The group had access to a high-quality data set of almost 6,000 hand radiographs from their institution, the result of foresight of principal investigator Daniel Aletaha, MD, and his predecessor Josef Smolen, MD. They “thought ahead and started collecting data and had all of it scored,” Dr. Deimel said. The work wasn’t all completed ahead of time, though. Dr. Deimel had to pull images from the hospital’s system sort through them manually.



The group also benefited from close proximity to computer scientists, including coauthor Georg Langs from the Medical University of Vienna’s computational imaging research lab. “We were lucky that we have a computer science department that is very much involved in medical imaging,” Dr. Deimel said.

The trained system successfully identified regions of interest in 96% of joints. It calculated the same score as the human reader in 80.5% of metacarpophalangeal joints and 72.3% of proximal interphalangeal joints. It deviated by more than 1 point from the gold-standard score in just 1.8% of metacarpophalangeal joints and 1.7% of proximal interphalangeal joints.

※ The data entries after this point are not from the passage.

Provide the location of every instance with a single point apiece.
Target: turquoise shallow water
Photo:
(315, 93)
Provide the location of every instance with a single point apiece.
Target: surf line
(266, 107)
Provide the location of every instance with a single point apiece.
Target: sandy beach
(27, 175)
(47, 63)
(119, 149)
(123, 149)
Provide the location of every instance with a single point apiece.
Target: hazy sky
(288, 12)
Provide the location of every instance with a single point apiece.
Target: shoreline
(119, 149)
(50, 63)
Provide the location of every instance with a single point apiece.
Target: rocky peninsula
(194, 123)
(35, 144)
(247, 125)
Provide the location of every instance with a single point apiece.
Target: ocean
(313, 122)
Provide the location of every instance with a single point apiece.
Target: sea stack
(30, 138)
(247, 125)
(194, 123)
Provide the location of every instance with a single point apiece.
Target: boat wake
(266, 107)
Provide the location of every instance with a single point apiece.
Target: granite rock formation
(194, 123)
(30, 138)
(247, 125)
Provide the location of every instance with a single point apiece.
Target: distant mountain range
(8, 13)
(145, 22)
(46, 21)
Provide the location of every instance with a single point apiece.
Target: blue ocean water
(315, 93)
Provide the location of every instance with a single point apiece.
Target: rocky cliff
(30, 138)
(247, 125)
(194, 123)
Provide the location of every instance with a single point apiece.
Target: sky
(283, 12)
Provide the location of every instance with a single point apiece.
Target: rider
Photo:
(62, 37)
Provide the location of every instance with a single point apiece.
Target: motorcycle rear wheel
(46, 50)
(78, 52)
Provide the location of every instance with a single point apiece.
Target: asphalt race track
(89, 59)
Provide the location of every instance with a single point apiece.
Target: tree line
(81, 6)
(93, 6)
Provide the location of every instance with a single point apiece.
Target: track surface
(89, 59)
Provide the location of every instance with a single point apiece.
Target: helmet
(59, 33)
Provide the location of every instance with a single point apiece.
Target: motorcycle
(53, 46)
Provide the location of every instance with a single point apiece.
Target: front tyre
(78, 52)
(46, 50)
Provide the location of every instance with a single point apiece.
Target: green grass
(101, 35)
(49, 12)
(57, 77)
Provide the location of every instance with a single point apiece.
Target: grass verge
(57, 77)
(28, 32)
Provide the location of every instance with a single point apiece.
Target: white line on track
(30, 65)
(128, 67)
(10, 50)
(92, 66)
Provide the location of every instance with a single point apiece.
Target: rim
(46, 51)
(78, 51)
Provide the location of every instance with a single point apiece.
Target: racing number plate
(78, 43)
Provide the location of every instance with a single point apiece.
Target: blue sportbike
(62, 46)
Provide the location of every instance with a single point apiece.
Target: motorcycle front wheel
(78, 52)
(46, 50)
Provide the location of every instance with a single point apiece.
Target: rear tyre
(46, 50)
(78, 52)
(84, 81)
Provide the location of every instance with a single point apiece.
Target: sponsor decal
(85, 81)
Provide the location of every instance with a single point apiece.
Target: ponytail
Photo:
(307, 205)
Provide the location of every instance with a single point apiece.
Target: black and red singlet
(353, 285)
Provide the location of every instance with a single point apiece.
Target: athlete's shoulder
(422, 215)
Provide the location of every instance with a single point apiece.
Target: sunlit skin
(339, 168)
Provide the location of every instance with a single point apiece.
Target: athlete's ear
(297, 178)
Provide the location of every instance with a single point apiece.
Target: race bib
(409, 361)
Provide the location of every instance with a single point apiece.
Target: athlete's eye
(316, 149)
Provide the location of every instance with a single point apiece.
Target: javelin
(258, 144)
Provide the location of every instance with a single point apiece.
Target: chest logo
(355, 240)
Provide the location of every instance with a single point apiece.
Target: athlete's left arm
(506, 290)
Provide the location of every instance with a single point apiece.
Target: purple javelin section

The researchers aim next to extend the program to bone erosions and also to images of the wrists and feet. They also hope to use scores from the program in clinical trials to measure a treatment’s effect, in registries of routine patient visits where thousands of such images along with clinical data could form the basis of informative observational studies, and in clinical practice, though likely with human oversight.

The study received no outside financial support. Dr. Deimel had no relevant financial disclosures. Mr. Langs reported being cofounder and shareholder of contextflow and receiving grants from Novartis, Siemens Healthineers, and NVIDIA. Dr. Aletaha reported financial relationships with many companies marketing drugs for rheumatoid arthritis.